While in Montana, Tessman led efforts to expand college access, reduce gaps in opportunity and achievement for low-income, first-generation and Indigineous students, the news release said. He has also overseen an effort that has led to increased retention and completion rates among students.
That experience will likely prove helpful for NMU, as the state grapples with fewer high school graduates and fewer of those students going to college. NMU has a headcount of 6,970 students this fall, according to its enrollment dashboard.
That is down about 245 students from fall 2021. Since 2012, the school’s fall headcount has decreased each year except in fall 2019, according to the Michigan Association of State Universities.
At a news conference Thursday afternoon, Tessman said NMU “must play an indispensable role in supporting economic development” in the rural community. He said he hopes to meet with local business and industry leaders when he visits the campus in October.
Board of Trustees Chair Steve Young echoed Tessman’s commitment to rural residents.
“One of the things we need to do, and I don't think we've done a good job of it, is nurture those relationships” with city and county leaders, Young said.
Tessman was among four finalists for the position. He will succeed interim president Kerri Schuiling. She has been the university’s leader since October 2021, after the board fired Fritz Erickson.
“The president is really more of an architect than anything else,” Tessman said. “NMU is in a fantastic place in so many ways. And really it's about building an architecture for the existing excellence to be more fully realized, enhanced in certain ways, to kind of unleash the potential that I learned a lot about during the interview process.”
Tessman told reporters the university should aim to stabilize enrollment and focus on strategies to drive “not just new student recruitment, but attracting new populations” including adult learners and transfer students.
“Our efforts moving forward will be even more squarely focused on supporting the students we do have so that they stick around, they're enrolled and counted in that headcount,” Tessman said.
“And then they achieve their dream. I mean, they have that opportunity to earn the credential they sought out to achieve and then enter the Marquette workforce, the U.P. workforce, the Michigan workforce as soon as possible, with the least amount of debt possible and equipped to make a difference right away.”
Tessman said students often leave college because they do not understand the resources available to them, whether that’s mental health resources or career development help.
He said the work NMU student advisers do was “a point of attraction” for him during the interview process.
Young, the board chair, said in a statement that Tessman’s communication skills “will be essential in working with students, faculty, staff, the board, and the community in the years ahead.”
Tessman, 46, has a bachelor's degree in international relations from Brown University. He also has a masters and doctorate degree in political science from University of Colorado at Boulder.

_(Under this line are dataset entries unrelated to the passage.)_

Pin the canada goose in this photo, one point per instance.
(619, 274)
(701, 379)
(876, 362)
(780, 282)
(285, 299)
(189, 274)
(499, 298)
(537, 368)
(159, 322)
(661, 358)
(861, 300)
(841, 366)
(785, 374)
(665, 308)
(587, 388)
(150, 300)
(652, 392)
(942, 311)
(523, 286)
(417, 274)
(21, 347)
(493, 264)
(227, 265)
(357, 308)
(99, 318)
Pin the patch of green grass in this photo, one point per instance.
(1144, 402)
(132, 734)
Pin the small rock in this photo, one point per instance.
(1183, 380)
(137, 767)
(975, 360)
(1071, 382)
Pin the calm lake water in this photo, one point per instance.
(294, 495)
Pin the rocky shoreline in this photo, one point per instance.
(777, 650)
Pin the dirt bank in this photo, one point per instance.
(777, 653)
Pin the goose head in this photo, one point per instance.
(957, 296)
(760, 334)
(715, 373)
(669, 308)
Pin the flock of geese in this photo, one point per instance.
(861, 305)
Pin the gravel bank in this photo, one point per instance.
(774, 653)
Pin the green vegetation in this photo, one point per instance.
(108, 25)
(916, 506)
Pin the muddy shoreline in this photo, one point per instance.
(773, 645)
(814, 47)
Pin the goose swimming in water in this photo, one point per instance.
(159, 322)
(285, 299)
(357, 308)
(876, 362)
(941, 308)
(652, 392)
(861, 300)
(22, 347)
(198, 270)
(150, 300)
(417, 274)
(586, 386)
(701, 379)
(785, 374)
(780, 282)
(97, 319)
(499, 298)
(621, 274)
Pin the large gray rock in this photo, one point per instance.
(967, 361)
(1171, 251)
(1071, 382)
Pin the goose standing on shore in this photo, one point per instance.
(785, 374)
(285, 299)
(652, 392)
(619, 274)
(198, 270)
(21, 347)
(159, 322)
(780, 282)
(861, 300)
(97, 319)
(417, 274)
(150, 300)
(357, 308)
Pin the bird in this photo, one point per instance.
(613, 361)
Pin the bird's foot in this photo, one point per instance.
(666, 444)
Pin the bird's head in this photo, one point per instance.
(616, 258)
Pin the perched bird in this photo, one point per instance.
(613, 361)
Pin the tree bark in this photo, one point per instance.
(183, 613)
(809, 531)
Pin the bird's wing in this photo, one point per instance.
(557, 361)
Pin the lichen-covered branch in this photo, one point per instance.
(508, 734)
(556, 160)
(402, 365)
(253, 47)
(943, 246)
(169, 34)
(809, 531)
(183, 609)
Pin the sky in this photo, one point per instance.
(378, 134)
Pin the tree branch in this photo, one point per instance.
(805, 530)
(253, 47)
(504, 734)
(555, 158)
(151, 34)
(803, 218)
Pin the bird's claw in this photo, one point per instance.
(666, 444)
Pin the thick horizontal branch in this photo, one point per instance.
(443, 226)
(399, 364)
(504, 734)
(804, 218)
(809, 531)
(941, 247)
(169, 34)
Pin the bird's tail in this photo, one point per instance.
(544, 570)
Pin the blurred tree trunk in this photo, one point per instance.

Before his current role in the Montana system, he was a professor of political science and dean of the Davidson Honors College at the University of Montana in Missoula. He also taught at the University of Georgia.
Tessman was born in Detroit and grew up in Plymouth, Michigan. He and his wife have two daughters.
Other universities in Michigan will also see changes in leadership soon. Santa Ono will lead the University of Michigan beginning in mid-October. George Grant Jr. will lead Saginaw Valley State University beginning in December.
Wayne State University president M. Roy Wilson announced he will leave his post next July and at least some board members at Michigan State University want current President Samuel Stanley Jr. to leave before his contract ends in 2024.
Former Grand Rapids Community College president Bill Pink began the presidency at Ferris State University in July.